While I often refer to the school district I work for as "overly large", it’s relatively small compared to the Chicago city school system with more than half a million students. But Chicago has many more problems with their schools than we do and, like many other large city districts, is in dire need of radical change. And changing the organization and structure of the school system is what administrators in that city have now proposed.
Over the next six years the Renaissance 2010 plan is to close some older schools and transform the remaining 60 under performing schools into small learning communities of 500 students or less. In addition, two thirds of them will be operated as charter or contract schools by independent organizations while the remainder will be run by the city. All schools will be subject to five year reviews with those that fail to show adequate student progress subject to further reform.
As you might expect with such major changes, some people are less than enthusiastic.
It’s a bold and risky plan that is creating a fair amount of controversy here in the city and has been called by turns visionary or foolhardy.
Parents worry their kids will be guinea pigs, facing a different school and educational philosophy every few years, and some experts question the advisability of putting so much faith in structures – like small schools or charters – for which little long-term data are available.
Others say that given the dire straits of public education in big cities like Chicago, a plan like this is the only thing that could work – a large-scale project that doesn’t just shuffle people around but drastically reenvisions the landscape of urban education.

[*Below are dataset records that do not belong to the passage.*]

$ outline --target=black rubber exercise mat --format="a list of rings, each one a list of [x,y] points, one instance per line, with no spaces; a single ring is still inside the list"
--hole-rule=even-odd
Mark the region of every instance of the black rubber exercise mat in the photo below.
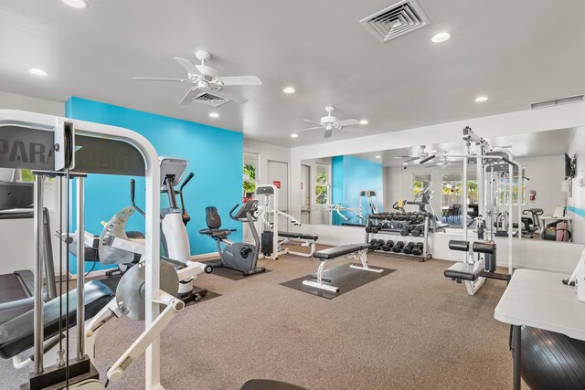
[[[359,266],[360,264],[356,264]],[[281,283],[281,286],[289,287],[299,291],[306,292],[307,294],[315,295],[317,297],[326,298],[327,300],[333,300],[335,297],[349,292],[352,290],[356,290],[358,287],[364,286],[369,282],[377,280],[380,278],[384,278],[387,275],[391,274],[396,269],[385,269],[383,267],[371,267],[372,269],[383,269],[384,272],[370,272],[360,269],[355,269],[349,267],[350,264],[342,264],[332,269],[325,269],[323,273],[324,279],[331,281],[325,282],[339,288],[339,292],[327,291],[324,290],[315,289],[314,287],[305,286],[303,284],[303,280],[314,280],[316,281],[316,275],[310,274],[301,278],[293,279],[292,280]],[[314,278],[311,278],[311,277]]]

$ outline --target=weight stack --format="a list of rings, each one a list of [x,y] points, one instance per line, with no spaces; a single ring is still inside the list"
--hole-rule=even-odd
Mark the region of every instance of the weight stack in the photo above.
[[[495,272],[495,267],[496,267],[495,248],[494,249],[494,253],[486,253],[484,255],[484,258],[485,258],[485,270],[488,272]]]
[[[263,231],[261,237],[261,249],[262,255],[271,256],[272,254],[272,244],[274,243],[274,234],[271,231]]]

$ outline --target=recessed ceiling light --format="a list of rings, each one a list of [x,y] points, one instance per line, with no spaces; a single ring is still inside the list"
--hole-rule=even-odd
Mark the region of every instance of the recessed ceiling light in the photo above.
[[[431,40],[433,41],[434,43],[441,43],[441,42],[446,41],[450,37],[451,37],[451,34],[443,32],[443,33],[435,34],[432,37],[432,38],[431,38]]]
[[[38,68],[31,68],[28,69],[28,73],[32,73],[35,76],[47,76],[47,72],[43,69],[39,69]]]
[[[61,0],[63,3],[73,8],[87,8],[88,3],[84,0]]]

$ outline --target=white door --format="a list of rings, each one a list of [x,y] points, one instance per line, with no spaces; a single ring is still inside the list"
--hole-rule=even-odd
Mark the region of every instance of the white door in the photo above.
[[[301,165],[301,223],[311,221],[311,167]]]
[[[268,184],[274,184],[278,191],[278,208],[288,214],[289,207],[289,163],[268,161]],[[288,218],[279,216],[278,228],[288,231]]]

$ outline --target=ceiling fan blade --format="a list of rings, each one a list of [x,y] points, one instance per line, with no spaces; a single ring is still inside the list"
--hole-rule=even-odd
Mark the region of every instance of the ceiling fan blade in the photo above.
[[[218,79],[223,85],[262,85],[262,81],[256,76],[229,76]]]
[[[344,126],[339,130],[341,130],[342,132],[366,132],[366,130],[360,129],[358,127],[348,127],[348,126]]]
[[[304,132],[305,130],[316,130],[316,129],[323,129],[323,126],[318,126],[318,127],[309,127],[306,129],[301,129],[301,130],[297,130],[294,132]]]
[[[248,101],[248,99],[237,93],[228,92],[225,90],[221,90],[219,92],[213,92],[214,95],[221,96],[222,98],[229,99],[231,101],[238,104],[244,104]]]
[[[303,121],[308,121],[308,122],[311,122],[311,123],[316,123],[316,124],[318,124],[318,125],[321,125],[321,123],[320,123],[320,122],[318,122],[318,121],[311,121],[310,119],[303,119]]]
[[[195,68],[195,65],[193,65],[188,59],[181,58],[180,57],[175,57],[175,60],[192,75],[197,75],[198,73],[197,68]]]
[[[186,104],[192,103],[198,93],[199,93],[199,90],[197,87],[190,89],[185,94],[183,99],[181,99],[181,101],[179,101],[179,104],[186,105]]]
[[[346,119],[346,121],[337,121],[337,124],[340,126],[353,126],[354,124],[359,124],[359,121],[355,119]]]
[[[187,82],[188,79],[165,79],[165,78],[132,78],[139,81],[176,81],[176,82]]]

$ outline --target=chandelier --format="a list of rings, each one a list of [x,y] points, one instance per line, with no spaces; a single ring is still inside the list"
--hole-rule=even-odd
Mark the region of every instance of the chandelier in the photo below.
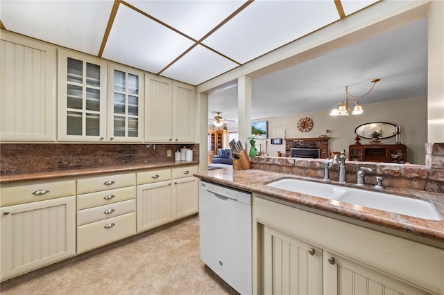
[[[353,111],[352,111],[352,115],[360,115],[363,114],[364,109],[362,109],[362,107],[361,107],[361,105],[359,105],[359,102],[358,102],[357,100],[349,102],[348,97],[350,96],[354,98],[362,98],[367,96],[368,93],[370,93],[370,91],[372,91],[372,89],[376,84],[376,82],[380,80],[381,79],[377,78],[370,81],[372,83],[373,83],[373,84],[372,85],[372,87],[366,94],[361,96],[355,96],[349,93],[348,86],[345,86],[345,100],[343,101],[342,102],[337,103],[334,106],[333,109],[332,109],[332,111],[330,112],[330,116],[348,116],[348,111],[350,111],[350,107],[351,107],[352,104],[355,105],[355,107],[353,108]],[[338,106],[339,106],[339,107],[338,107]]]

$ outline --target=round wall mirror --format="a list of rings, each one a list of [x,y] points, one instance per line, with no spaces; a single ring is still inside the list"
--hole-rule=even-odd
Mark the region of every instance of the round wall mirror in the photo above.
[[[384,122],[373,122],[362,124],[356,127],[355,133],[364,138],[372,139],[372,133],[381,134],[380,139],[388,138],[396,135],[398,127],[392,123]]]

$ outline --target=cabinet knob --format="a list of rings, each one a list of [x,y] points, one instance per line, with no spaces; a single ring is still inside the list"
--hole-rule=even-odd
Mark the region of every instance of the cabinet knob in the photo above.
[[[33,195],[44,195],[49,193],[49,190],[35,190],[34,193],[33,193]]]
[[[114,209],[108,209],[108,210],[105,210],[105,211],[103,211],[103,214],[111,214],[114,211],[115,211],[115,210],[114,210]]]
[[[103,229],[111,229],[114,225],[116,225],[115,223],[109,223],[109,224],[106,224],[105,226],[103,226]]]

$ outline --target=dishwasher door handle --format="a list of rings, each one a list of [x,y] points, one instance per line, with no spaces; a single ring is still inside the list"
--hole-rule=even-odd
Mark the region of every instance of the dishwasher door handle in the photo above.
[[[218,198],[218,199],[222,199],[222,200],[223,200],[223,201],[228,201],[229,199],[232,199],[232,200],[233,200],[233,201],[236,201],[235,199],[233,199],[229,198],[228,197],[225,197],[225,196],[223,196],[223,195],[222,195],[217,194],[217,193],[214,193],[214,192],[212,192],[212,191],[210,191],[210,190],[207,190],[207,191],[208,193],[211,193],[212,194],[214,195],[214,196],[215,196],[216,198]]]

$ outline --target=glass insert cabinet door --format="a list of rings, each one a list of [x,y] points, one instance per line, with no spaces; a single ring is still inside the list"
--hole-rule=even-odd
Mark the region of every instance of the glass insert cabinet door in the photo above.
[[[59,140],[104,140],[106,63],[63,51],[59,61]]]
[[[143,73],[117,65],[108,69],[110,140],[143,141]]]

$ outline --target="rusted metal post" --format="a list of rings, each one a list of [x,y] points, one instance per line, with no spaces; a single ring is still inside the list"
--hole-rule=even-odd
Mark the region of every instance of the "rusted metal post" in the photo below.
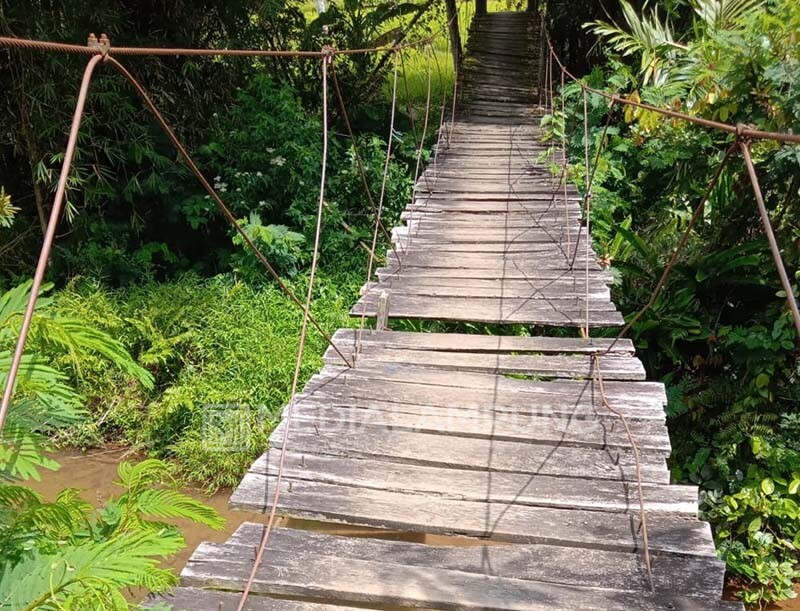
[[[11,367],[8,370],[8,377],[6,378],[6,385],[3,388],[3,400],[0,403],[0,432],[3,430],[3,425],[8,416],[8,409],[11,406],[11,397],[14,394],[14,384],[17,380],[17,373],[22,363],[22,354],[25,351],[25,342],[28,339],[28,332],[31,328],[31,321],[33,320],[33,311],[36,308],[36,301],[39,298],[39,291],[42,288],[44,281],[44,274],[47,271],[47,262],[50,259],[50,251],[53,248],[53,240],[56,235],[56,228],[58,221],[61,218],[61,212],[64,207],[64,197],[67,191],[67,179],[72,167],[72,160],[75,157],[75,146],[78,142],[78,132],[81,127],[81,119],[83,119],[83,109],[86,106],[86,96],[89,93],[89,85],[92,81],[92,74],[94,69],[105,58],[104,55],[94,55],[86,64],[86,69],[83,71],[83,80],[81,80],[81,87],[78,91],[78,101],[75,103],[75,112],[72,115],[72,126],[69,130],[69,138],[67,140],[67,148],[64,152],[64,161],[61,164],[61,174],[58,177],[58,186],[56,187],[56,196],[53,200],[53,208],[50,211],[50,220],[47,223],[47,231],[44,234],[42,242],[42,250],[39,252],[39,261],[36,264],[36,272],[33,274],[33,284],[31,285],[31,294],[28,297],[28,305],[25,308],[25,314],[22,317],[22,326],[20,327],[19,337],[17,338],[17,345],[14,348],[14,356],[11,359]]]
[[[378,331],[388,331],[389,329],[389,293],[386,291],[381,291],[381,294],[378,296],[375,329]]]
[[[447,27],[450,31],[450,52],[453,54],[453,70],[458,74],[461,68],[461,26],[458,22],[456,0],[444,0],[447,9]]]
[[[778,240],[775,238],[775,232],[772,230],[772,223],[769,220],[769,212],[764,203],[764,195],[761,193],[761,185],[758,183],[758,175],[756,168],[753,165],[753,158],[750,156],[750,145],[746,140],[739,142],[739,148],[742,151],[744,163],[747,166],[747,173],[750,176],[750,182],[753,184],[753,193],[756,196],[756,203],[758,204],[758,213],[761,215],[761,223],[764,225],[764,233],[767,235],[769,242],[769,249],[772,252],[772,258],[775,261],[775,267],[778,270],[778,276],[781,278],[783,290],[786,293],[786,302],[789,304],[789,309],[792,311],[794,318],[794,326],[797,329],[797,339],[800,340],[800,310],[797,308],[797,300],[794,297],[794,289],[792,283],[789,281],[789,275],[786,273],[786,267],[783,264],[783,257],[781,250],[778,247]]]

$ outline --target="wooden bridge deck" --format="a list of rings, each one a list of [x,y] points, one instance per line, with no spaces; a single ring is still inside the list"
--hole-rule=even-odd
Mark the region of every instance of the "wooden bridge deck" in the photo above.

While you have to give the school administrators in Chicago credit for recognizing the need for major change, there are several questionable concepts being included in this plan. For one thing, just making a school smaller doesn’t automatically make it better, any more than turning it into a charter does. What also needs to change are the teachers and administrators in the schools themselves. Just altering the structure of a school isn’t going to improve teaching and learning. It has to go much deeper than that and I hope that’s also part of the changes being planned for Chicago students.